- people on the move
Firm uses technology to reach troubled students
Success Virtual Learning Centers partners with schools to complete graduation requirements.
Students who have left high school before graduating now have a new option to complete their learning in a virtual setting.
Success Virtual Learning Centers, which works with schools to create virtual learning opportunities for local high school students, recently partnered with Hope Academy of West Michigan to open a site at the former Lighthouse Academy-North building, 1260 Ekhart St. NE.
The site has nearly 1,000 square feet of space and now services about 70 students through the location. The virtual learning center has approximately 100 available openings for the 2015-2016 school year for high school students in the Grand Rapids area.
The company also has collaborative agreements with school districts in Ionia, Belding, Central Montcalm, Tri County, Lakeview, Three Rivers, Escanaba, Menominee, St. Louis and Vestaburg.
“Our goal is to re-engage any student that has chosen to leave school or dropped out of school for one reason or another,” said Dallas Bell, executive director of Success Virtual Learning Centers. “It is imperative for our community to ensure everyone has the opportunity for a high school diploma. Our virtual learning center can provide that opportunity. It is a second chance well worth taking.”
The new Grand Rapids center is funded through Berrien Springs Public Schools, said Jeff Bouley, educator at the new center.
The program uses Edgenuity software, commonly referred to in the public school system as e2020, as its main curriculum. Students are provided with Dell Latitude laptops that only allow school-related activity, he said.
The program also offers students dual-enrollment in college, drop-in tutoring and assistance with finding local employment.
“Students are going to go at their own pace, work on their time. They’re provided a laptop and Internet (access) — all of it for free. It’s a virtual program, so students are able to complete their courses and electives (online). It’s a virtual approach a lot of places have implemented,” Bouley said.
“I give one-on-one instruction. We follow the same academic calendars as Grand Rapids Public Schools … completing six classes a semester,” he added.
As long as students are on schedule, they don’t need to physically be in the center. But some students realize they’re more efficient if they come in, and some are required to come in, Bouley said.
“We don’t leave excuses for students to not get the work done,” said McPherson Mroz, center director.
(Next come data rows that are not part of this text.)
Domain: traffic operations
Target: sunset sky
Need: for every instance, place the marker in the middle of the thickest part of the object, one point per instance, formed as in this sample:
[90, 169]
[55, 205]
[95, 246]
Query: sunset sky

The students are high school students ages 14-22. Many of those in the new center are from Union High School, Ottawa Hills High School and Covenant House, a charter school funded through Grand Valley State University, Bouley said.
The students who come to Success Virtual Learning Centers usually “don’t fit the traditional mold” and are there for a number of reasons, he said. Some need extra attention, some are struggling to learn around their peer group and need a different space in which to learn.
Some of them are in the juvenile justice system, and some are just trying to get enough credits to graduate.
“We’re the last line of defense,” Bouley said.